Interpretations, Evaluations and Rules
There are countless ways of looking at life - how can you know which help and which hinder? Fortunately, there are some guidelines. It is probably most useful to start by learning how to recognise irrational thinking.
Why bother with problem thoughts? This is what distinguishes 'rational' from so-called 'positive' thinking: instead of rushing to tell yourself positive ideas, you first uncover and dispute the irrational ones. Otherwise, they remain untouched - and thus able to disturb you in the future.
What does irrational mean?

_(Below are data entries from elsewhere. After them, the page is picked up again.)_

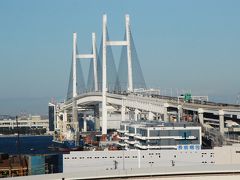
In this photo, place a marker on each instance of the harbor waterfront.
(111, 123)
(28, 144)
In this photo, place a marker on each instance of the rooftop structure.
(159, 135)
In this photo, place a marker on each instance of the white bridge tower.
(104, 66)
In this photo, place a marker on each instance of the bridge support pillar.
(123, 113)
(221, 121)
(150, 115)
(96, 115)
(179, 113)
(64, 121)
(136, 114)
(200, 116)
(165, 113)
(84, 122)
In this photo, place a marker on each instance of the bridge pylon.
(104, 65)
(74, 76)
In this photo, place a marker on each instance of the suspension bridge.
(123, 89)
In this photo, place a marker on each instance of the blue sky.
(181, 45)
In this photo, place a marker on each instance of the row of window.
(205, 162)
(103, 157)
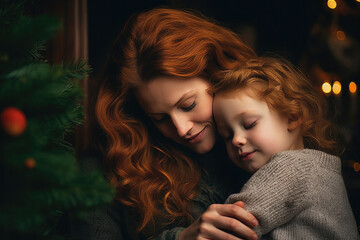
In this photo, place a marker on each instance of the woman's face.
(181, 109)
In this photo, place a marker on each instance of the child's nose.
(238, 141)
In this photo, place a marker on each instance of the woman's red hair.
(289, 92)
(148, 172)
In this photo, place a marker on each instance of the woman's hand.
(220, 219)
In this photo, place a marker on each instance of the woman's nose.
(182, 124)
(238, 140)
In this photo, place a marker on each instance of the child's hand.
(220, 219)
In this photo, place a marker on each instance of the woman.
(161, 152)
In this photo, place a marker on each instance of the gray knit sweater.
(299, 195)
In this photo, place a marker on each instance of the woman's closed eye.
(189, 107)
(159, 119)
(249, 125)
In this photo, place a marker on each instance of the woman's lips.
(197, 136)
(247, 156)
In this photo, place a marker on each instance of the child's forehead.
(252, 90)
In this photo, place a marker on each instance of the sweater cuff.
(171, 234)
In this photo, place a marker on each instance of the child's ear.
(294, 122)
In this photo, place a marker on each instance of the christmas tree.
(39, 105)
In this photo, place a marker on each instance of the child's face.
(252, 131)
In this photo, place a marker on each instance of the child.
(273, 123)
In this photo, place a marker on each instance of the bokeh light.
(326, 87)
(332, 4)
(336, 87)
(352, 86)
(340, 35)
(356, 166)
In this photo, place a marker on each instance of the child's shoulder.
(309, 157)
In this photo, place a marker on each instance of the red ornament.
(13, 121)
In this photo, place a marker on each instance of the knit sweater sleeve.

To describe a belief as irrational is to say:
Dr Albert Ellis, a clinical psychologist who is the founder of Rational Emotive Behaviour Therapy, proposes that a small number of core beliefs underlie most unhelpful emotions and behaviours. Here are a few samples of common irrational beliefs or rules for living (click here to view the full list):
Everyone has a set of general rules of this kind. Some are rational, others are similar to those above. Each person's set is different.
Mostly subconscious, the rules we hold determine how we react to life. When an event triggers a train of thought, what we consciously think depends on the general rules we subconsciously apply to the event. Say you hold the general rule, 'To be worthwhile, I must succeed at everything I do.' You happen to fail an examination - an event which, coupled with this rule, leads you to conclude, 'I'm not worthwhile.'
Again, suppose you believe, 'I can't stand discomfort and pain, so I must avoid them at all costs.' You lose a filling in a tooth, but know that going to the dentist would be painful; hence you conclude, 'I must avoid such unbearable pain, so I'll leave the dentist for now.'
Underlying rules are generalisations: one rule can apply to many situations. If you believe, for example, 'I can't stand discomfort and pain and must avoid them at all costs', you might apply this not just to the dentist, but also to work, relationships and life in general.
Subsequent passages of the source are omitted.